In a statement described in the complaint as a Mirandized interview, Jenkins told police that he and his mother argued over silver coins, money and what he felt was her refusal to listen to him. Investigators wrote that he said she had “blew off” his concerns and kept getting in his face. He also told officers, according to the complaint, that his mother had scissors in her hand and looked as if she might do something to him. He said he felt the conversation was going nowhere, that he had exhausted every option, and that he became angry and “flipped out.” Prosecutors say he then told police he picked up the baseball bat and struck his mother in the head multiple times while she was sitting in a chair.

That statement is likely to remain central as the case moves forward, but it may also become an early point of dispute. The complaint includes Jenkins’ claim that his mother had scissors and that he feared she might stab him. At this stage, the filing does not show a self-defense claim by the state, nor does it say whether prosecutors found independent evidence that supported his account about the scissors beyond his own statement. Wisconsin charging documents are built to show probable cause, not to present every defense issue, so more detail may emerge through later hearings, testimony or additional filings as attorneys examine the physical evidence and interview records more closely.

The legal path ahead is clearer. Milwaukee County prosecutors charged Jenkins with one count of first-degree intentional homicide, a Class A felony that carries a mandatory life sentence if there is a conviction. He made his initial court appearance on Sunday, March 1, when a judge set cash bond at $300,000. Court coverage from local outlets said his preliminary hearing was scheduled for March 10. That hearing is expected to test whether prosecutors have enough evidence to keep the felony case moving toward arraignment and later trial proceedings. It is also the next public checkpoint where more details about the state’s theory and any early defense position may become part of the record.

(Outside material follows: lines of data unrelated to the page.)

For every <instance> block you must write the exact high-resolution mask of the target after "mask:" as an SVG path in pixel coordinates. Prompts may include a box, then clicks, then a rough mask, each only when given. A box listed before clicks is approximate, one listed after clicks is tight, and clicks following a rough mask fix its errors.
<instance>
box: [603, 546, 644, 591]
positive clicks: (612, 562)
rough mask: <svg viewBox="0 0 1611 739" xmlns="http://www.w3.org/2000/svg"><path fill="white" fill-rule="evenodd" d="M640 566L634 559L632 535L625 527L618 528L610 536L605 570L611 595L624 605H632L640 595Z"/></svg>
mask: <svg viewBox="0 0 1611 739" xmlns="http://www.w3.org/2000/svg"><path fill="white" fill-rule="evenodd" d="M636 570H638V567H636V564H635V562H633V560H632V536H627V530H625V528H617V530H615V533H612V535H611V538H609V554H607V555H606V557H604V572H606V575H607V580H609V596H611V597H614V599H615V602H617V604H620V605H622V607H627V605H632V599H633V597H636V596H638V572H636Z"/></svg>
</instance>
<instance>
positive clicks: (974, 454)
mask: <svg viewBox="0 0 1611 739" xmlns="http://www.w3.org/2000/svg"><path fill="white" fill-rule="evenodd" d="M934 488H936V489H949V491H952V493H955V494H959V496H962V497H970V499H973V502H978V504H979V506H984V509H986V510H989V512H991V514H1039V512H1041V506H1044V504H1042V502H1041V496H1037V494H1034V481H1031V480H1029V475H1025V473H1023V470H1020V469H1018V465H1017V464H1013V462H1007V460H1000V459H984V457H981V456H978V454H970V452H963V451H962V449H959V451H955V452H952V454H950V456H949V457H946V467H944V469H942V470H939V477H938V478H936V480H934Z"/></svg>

Beyond the charge and court dates, the case stands out for the setting described by police: a home where the defendant had been fed dinner and allowed to stay overnight before the killing investigators say followed. The complaint says the fiancé believed Cheryl Jenkins was in the guest room talking with her son when he first woke in the early morning hours. By daybreak, police say, she was dead on the floor of that room. The investigation leaves some questions unanswered for now, including whether there had been any earlier reports of family conflict, what specifically triggered the argument in the final moments and whether prosecutors will present more witness testimony about the hours before Jenkins arrived at the apartment. For now, the public record is built mainly on the fiancé’s account, the medical examiner’s findings, surveillance footage and Jenkins’ own statement to police.

As of now, Jenkins remains jailed in Milwaukee County, charged in the death of Cheryl Jenkins and awaiting his next court appearance. The next milestone in the case is the preliminary hearing set for March 10, when prosecutors are expected to outline the evidence they say supports the homicide charge.

Author note: Last updated March 5, 2026.